Combined with the purchase of serfs from Russian nobles and it would create an avenue for a viable colony that could repel any attacks by the native Hawaiians.

Britain would be most likely to interfere, but probably in the Oregon territory during the ATL War of 1812. The Tsar of Russia's arbitration would also include clauses to allow the British to settle in the Oregon lands (in a secret exchange for Hawaii being a Russian colony).

By the 1820s, you would have an America wanting to move west, a British colony (Cascadia/Colombia/New Hanover) and then a self-sufficient Russian Hawaii. The "Scramble for the Pacific" would be between UK, ATL-Russia and France.

Japan in this ATL might be introduced to the world by either the UK or the Dutch, while Russia may be pushing south into making a chain of islands under St. Petersburg's rule.

That's as far as I will go, I'll throw it back to you.
 
I wonder if Russia might only end up securing Kauai (Niihau might come along too) and the rest of Hawaii ends up in the hands of another power such as Britain. As noted, Hawaii is basically at the end of the Russian's reach and due to its strategic position, other powers are likely to take it at the first opportunity. But, if most of Hawaii was already secured by other powers and Russia only possessed the a comparatively less strategic island, it might remain in Russian hands through the conflicts of the 1800s as taking it would be comparatively less important.

And if the minor butterflies don't prevent the Russian Revolution, a Russo-Hawaiian Tsarist/White Russian state would be quite funny. Exiles would be able to dine on coconut and pineapple while plotting how to return. I suspect such a regime would play seriously heavily in Soviet propaganda as being the source of many of the "wreckers" who supposedly plagued the Soviet state. I think there'd also be a lot to be said about the question of what Russo-Hawaii would do after the fall of the Bolsheviks. Does it rejoin the now reduced Russia? Or do they try to claim legitimacy over all Russia still?
 
Depend on how hard Britain concentrates on containing US expansion.
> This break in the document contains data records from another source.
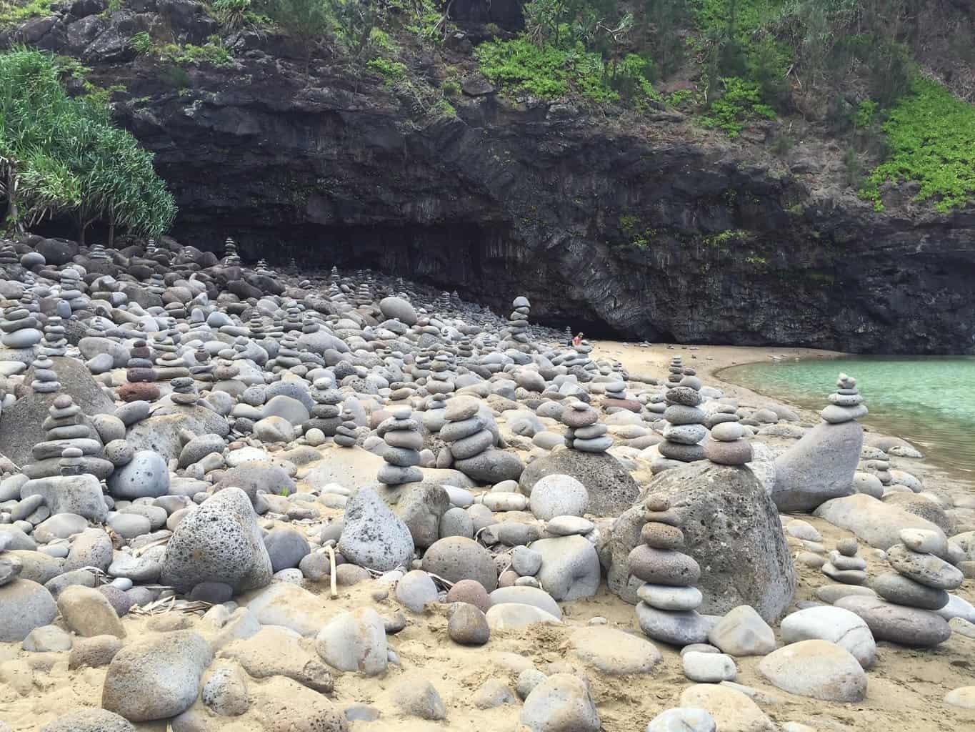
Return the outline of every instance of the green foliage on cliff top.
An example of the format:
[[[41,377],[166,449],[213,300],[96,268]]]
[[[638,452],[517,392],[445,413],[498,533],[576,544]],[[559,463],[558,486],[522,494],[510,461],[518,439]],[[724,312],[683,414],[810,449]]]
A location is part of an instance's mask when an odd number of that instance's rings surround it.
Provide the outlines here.
[[[878,209],[879,186],[887,181],[919,183],[916,199],[935,199],[941,212],[975,200],[975,106],[939,84],[918,79],[881,129],[889,157],[861,189]]]
[[[160,235],[172,224],[173,195],[153,155],[115,127],[103,103],[70,98],[57,60],[16,48],[0,54],[0,200],[16,229],[71,217],[84,241],[94,222]]]

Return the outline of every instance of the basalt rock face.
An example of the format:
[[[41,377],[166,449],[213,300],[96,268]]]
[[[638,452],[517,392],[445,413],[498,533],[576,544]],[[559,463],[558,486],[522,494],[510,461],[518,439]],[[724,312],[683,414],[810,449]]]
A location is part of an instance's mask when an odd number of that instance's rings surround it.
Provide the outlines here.
[[[593,336],[975,352],[975,211],[902,192],[875,213],[808,153],[783,162],[670,112],[515,104],[482,80],[438,116],[339,59],[306,81],[274,34],[231,36],[231,65],[178,75],[112,39],[166,24],[203,43],[200,6],[77,17],[99,8],[31,21],[30,41],[126,86],[116,115],[156,153],[185,243],[230,234],[245,258],[380,268],[498,311],[524,294],[532,319]]]

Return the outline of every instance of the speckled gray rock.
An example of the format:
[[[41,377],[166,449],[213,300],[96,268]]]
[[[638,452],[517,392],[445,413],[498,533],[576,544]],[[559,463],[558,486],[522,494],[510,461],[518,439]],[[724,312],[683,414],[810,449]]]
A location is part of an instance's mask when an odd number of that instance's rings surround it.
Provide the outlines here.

I mean, if Russia's only taking Hawaii, it would be paltry compared to Britain seizing lands around the Colombia River.

Assuming it doesn't prevent the Russian Revolution, the US might welcome and escort the Tsarist regime to Hawaii. Unlike that of Taiwan, there would be a lot more international sentiment towards dismantling the Soviet Regime. That means no recognition of Lenin/Stalin as legitimate leaders, either by the powers in the West or by Germany after WW2.

Hawaii would most likely be recognised as the legitimate Russian government. Any other colonial ventures that Russia had would most likely come under the Tsarist sphere instead of Moscow. We would see the Soviet Union falling earlier, perhaps 60s or 70s due to the presence of the Tsars being so close to America and anti-communism being linked with the Tsar's regime (Tsarist atrocities would be ignored given that the Soviet Union would have been responsible for over 50 million deaths between 1917-1957)

The Tsars would make themselves willing to Western interests and that would mean possibly conceding to Russia only, not the breakaway republics.